Handshakes tell a lot about hiring managers and candidates. A firm, but not too tight, handshake denotes confidence and respect. A limp handshake, on the other hand, may take away from the relationship because it spells insecurity and a lack of self-assuredness. In comparison, some people may squeeze your hand like a bear trap, which may indicate arrogance or an inappropriate assumption of acceptance into the new environment. Again, be comfortable with who you are, but be cognizant of how you're coming across. And whenever possible, as the interviewer, try to extend a double-handed handshake to demonstrate your warmth and willingness to accommodate.

Now onto that ever-so-delicate opening icebreaker: It's not always easy to generate small talk before the actual interview begins, but it always feels natural to do so. Most interviewers look for something that they have in common with the applicant based on the individual's resume, such as school and geographic connections, special interests and hobbies, foreign languages, and the like. And that's always a good way to initiate an interview since it breaks down the natural first line of defense between strangers.

However, what if you haven't had time to review the candidate's resume before the meeting starts?
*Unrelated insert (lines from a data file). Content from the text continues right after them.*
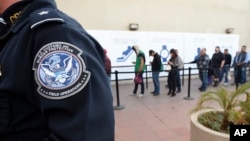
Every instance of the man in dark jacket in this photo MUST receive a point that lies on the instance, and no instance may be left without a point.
(241, 63)
(218, 61)
(203, 66)
(53, 84)
(156, 68)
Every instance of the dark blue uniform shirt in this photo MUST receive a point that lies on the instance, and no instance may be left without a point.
(53, 85)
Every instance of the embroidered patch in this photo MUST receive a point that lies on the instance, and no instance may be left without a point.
(60, 72)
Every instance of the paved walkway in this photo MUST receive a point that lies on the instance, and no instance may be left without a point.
(154, 118)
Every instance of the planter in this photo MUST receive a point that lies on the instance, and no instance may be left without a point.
(198, 132)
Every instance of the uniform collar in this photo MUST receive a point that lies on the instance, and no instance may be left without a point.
(13, 13)
(26, 8)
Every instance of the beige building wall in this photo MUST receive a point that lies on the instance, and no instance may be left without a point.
(194, 16)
That should be the exception, but many times it's the rule because we're all so busy running from one meeting to the next. In that case, turn that disadvantage into an advantage by beginning the meeting with a verbal recap of the resume's highlights:

''Hi Nina, it's a pleasure to meet you. Please have a seat and make yourself at home. Can I offer you a glass of water or would you care for an Oreo cookie? They're really good. Oh, come on—just one. You don't know what you're missing! You're sure? Okay, no problem. Before we officially begin the meeting, would you mind if I reviewed the highlights of your resume with you out loud?

''Okay, so it looks like you attended DePaul University in Chicago and graduated in 2001.What a great school—I'll want to hear all about it! You interned at two companies while attending college and your first full-time position after graduation was at XYZ Bank in the market research group. It looks like you remained with them for about four years, when you returned to school for your MBA. My guess is that it was a two-year, full-time program, and then you joined ABC Investments, where you've been working as a securities analyst for the past two years. Am I pretty close? Okay, great. Now we could break that down and go from there. . . .''

That's always an easy way to start an interview because it breaks the ice and allows you to refresh yourself and the candidate as to what you're about to discuss. Best of all, besides being a nice icebreaker, it cuts right to the chase and focuses you both on the business meeting that's ahead.

With this brief resume recap in hand, now is the time to look for a common experience or shared value. Jumping too quickly into a structured Q&A may leave the candidate feeling cold, so finding a link based on the resume is always a safe place to start.

''My wife grew up in Chicago, and she comes from a big DePaul family. I only learned recently that they're the largest, most diverse private school in the country, and I know they have a very rich tradition of both leadership and community service. Did you sense that while you were there or have a chance to participate in any of their programs?''

or

''I see that you live in Valencia now. Isn't that a great community? It's so close to Los Angeles but still has a small-town feel to it, which we appreciate so much. We can't seem to go anywhere without running into the kids' ice skating instructor, teacher, or our mail carrier. It's not exactly Mayberry R.F.D., but it's pretty close, and it's so nice to have such a close-knit feel when you live just outside such a large city!''

or

"Hmmm, XYZ Bank has a reputation as not being the easiest shop in town, especially for newly minted graduates. But they have an excellent reputation as a training ground, and I know of many successful careers that were launched from there. What was your experience when you worked there, and how well did it prepare you for grad school?''

In short, look for positive connections and links to each other in terms of similar experience, knowledge of companies where the individual worked, and the like. You'll find that you'll easily combine personal experiences with workplace connections, and that keeps things right on track.